The Old Kings Road Voted Norway’s Most Beautiful Road

Norway's Most Beautiful Road The Kings Road

Most Beautiful Road 1: Filefjell Kongeveien (Photo: Sverre Hjørnevik/ Norwegian Public Roads Adminsitration)

The old Filefjell Kongeveien (English: The Kings Road) is connecting Eastern and Western Norway and has been in use since the late 1100s. Now, it is voted the most beautiful road together with the Skjarvelandet landslide project on the Havøysund road in Northern Norway.

Every second year, the Norwegian Public Roads Administration awards “The Beautiful Roads Award” which is the Norwegian Director of Roads’ prestigious honorary prize for “roads with good aesthetic qualities adapted to their surroundings.”

The prize has been awarded fifteen times since 1988.

The Kings Road

The Kings Road, crossing the mountainous area of Filefjell, is the historical main route linking Western and Eastern Norway. It is named after King Sverre (1184–1202 AD) who traveled this route with his army. The road got official status as a main road in 1791.

The restoration of the Kings Road has been going since 2012 and will be completed in 2016. It is carried out without any use of machines.

It has been a complicated and difficult work, according to the jury. Sherpas from Nepal have collaborated with local construction workers to upgrade the road, and this is the first time such a restoration project has received the award.

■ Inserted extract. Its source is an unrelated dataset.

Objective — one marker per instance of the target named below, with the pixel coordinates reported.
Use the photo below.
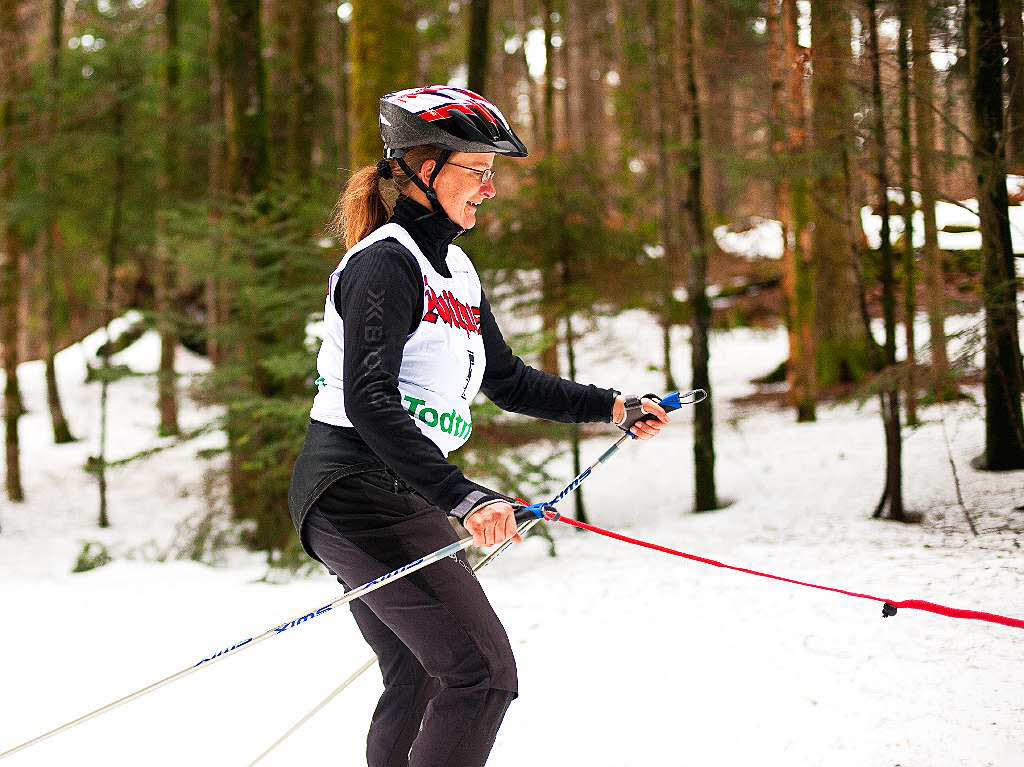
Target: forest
(835, 167)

“A hike along the Kings Road will provide a unique experience combined with gaining knowledge about an important part of Norwegian transport history,” the jury writes.

Skjarvelandet Landslide Project

Skjarvelandet also won the award and the road has status as a National Tourist Route. The project is described as an exemplary example of how caring and creative treatment of the landscape can meet the challenges of roads with extreme climatic challenges.

Norway's Most Beautiful Road Skjarvelandet Finnmark

Most Beautiful Road 2: The Skjarvelandet landslide project (Photo: Inge Dahlman / Landskapsarkitektene)

“The road is a distinctive, sculptural attraction regardless of season,” the jury writes.

Furthermore, the jury believes that Skjarvelandet will have a future value to many other roads and railways exposed to landslides all over Norway.


Text by: Thor Lanesskog, ThorNews

Sources: Norwegian Public Roads Administration, NRK


Categories: Culture, History, Nature, Travel

4 replies

  1. Reblogged this on Retrorambling and commented:
    More Norwegian roads for you.

  2. This is a beautiful alpine area in Norway with stunning scenery. I was there last year and might be walking the pilgrimsleden next year. Great to see it being preserved and restored.

  3. Intriguing & informative piece.